[sylpheed:30319] Re: junk filtering not automatic

Colin Leroy colin at colino.net
Tue Oct 31 21:54:06 JST 2006


On Tue, 31 Oct 2006 13:39:01 +0100 31 Oct 2006 at 13h10, Stefaan A
Eeckels wrote:

Hi, 

> > Probably about the same order of market share as Linux on the
> > desktop, in other words.  
> 
> But surely not all Linux users use IMAP :) 

This was there as a comparison, I didn't want to state that Linux and
IMAP user base is the same, just that, just because it's small, it
doesn't mean it doesn't deserve attention.

> I appreciate that some providers (and Universities) don't do this, but
> then why offering IMAP? I'm really interested in understanding this.

I'm a sysadmin; I have to be able to read my mail at home, preferably
not read again what I've already read at the office, and preferably
with all of the cron mails sorted away, so that I can see only the very
important stuff when I'm at home.

Now, your ssh -X solution doesn't work for me for various reasons, like
no access to the LAN workstations from the VPN. 

Besides, IMAP is certainly faster than ssh -X'ing some host behind an
ADSL line.

To quote another of your mail:

> unless one really, really needs
> that central mail store POP3 is faster, easier and more reliable.

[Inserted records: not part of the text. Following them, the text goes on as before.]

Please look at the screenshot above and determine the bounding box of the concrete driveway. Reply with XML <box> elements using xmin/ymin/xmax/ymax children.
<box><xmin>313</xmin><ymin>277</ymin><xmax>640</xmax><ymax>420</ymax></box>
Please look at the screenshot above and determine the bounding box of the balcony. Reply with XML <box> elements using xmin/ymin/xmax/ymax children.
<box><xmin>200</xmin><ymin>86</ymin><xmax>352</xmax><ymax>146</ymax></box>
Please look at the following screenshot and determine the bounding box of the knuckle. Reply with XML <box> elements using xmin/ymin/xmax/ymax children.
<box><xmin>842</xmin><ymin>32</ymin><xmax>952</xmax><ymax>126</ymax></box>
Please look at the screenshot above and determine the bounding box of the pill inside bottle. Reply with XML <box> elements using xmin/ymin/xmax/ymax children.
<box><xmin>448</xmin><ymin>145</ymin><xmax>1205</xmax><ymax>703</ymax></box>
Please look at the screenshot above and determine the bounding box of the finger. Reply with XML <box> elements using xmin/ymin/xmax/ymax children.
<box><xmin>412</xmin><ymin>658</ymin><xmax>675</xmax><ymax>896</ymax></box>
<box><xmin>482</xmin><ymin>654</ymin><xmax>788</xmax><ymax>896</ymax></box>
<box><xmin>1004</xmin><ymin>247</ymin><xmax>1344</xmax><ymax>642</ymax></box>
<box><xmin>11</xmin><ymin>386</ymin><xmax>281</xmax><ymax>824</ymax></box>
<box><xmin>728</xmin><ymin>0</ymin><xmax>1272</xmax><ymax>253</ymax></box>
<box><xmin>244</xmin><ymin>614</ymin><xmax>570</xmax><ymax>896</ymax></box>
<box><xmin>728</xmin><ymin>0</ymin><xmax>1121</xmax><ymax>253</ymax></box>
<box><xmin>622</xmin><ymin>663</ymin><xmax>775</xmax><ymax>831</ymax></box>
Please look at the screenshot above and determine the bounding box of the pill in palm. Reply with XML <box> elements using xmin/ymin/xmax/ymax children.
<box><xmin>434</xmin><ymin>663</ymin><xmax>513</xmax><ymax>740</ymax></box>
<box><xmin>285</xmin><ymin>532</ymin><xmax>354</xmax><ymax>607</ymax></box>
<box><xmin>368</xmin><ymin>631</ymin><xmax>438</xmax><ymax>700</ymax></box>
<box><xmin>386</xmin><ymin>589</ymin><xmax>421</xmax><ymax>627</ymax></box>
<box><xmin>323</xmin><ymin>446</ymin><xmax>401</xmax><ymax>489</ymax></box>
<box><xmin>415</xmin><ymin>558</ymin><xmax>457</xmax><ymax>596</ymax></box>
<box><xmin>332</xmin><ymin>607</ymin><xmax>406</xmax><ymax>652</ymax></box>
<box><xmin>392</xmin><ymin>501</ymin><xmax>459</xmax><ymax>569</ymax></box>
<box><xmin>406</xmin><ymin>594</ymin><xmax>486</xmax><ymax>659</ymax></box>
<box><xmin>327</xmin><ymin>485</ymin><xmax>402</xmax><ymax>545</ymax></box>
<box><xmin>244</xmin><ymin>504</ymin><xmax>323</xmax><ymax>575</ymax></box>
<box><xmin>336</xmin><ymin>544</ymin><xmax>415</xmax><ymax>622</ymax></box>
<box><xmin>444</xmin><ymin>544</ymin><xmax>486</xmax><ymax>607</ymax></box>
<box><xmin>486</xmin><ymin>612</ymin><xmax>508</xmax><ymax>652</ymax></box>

faster, yes, but not awfully slower either (talking about a good IMAP
implementation, of course)
easier, no, there's no difference, the folders look the same and the
filtering does too
more reliable, definitely not, as people can't seem to be able to backup
anything correctly, whereas sysadmins handling mail servers loaded with
multiple-years-old mailboxes tend to perform better than the average
user :-)

Anyway, maybe it's just that IMAP is geared towards the power user, and
Sylpheed's user-friendliness is incompatible with power-user features.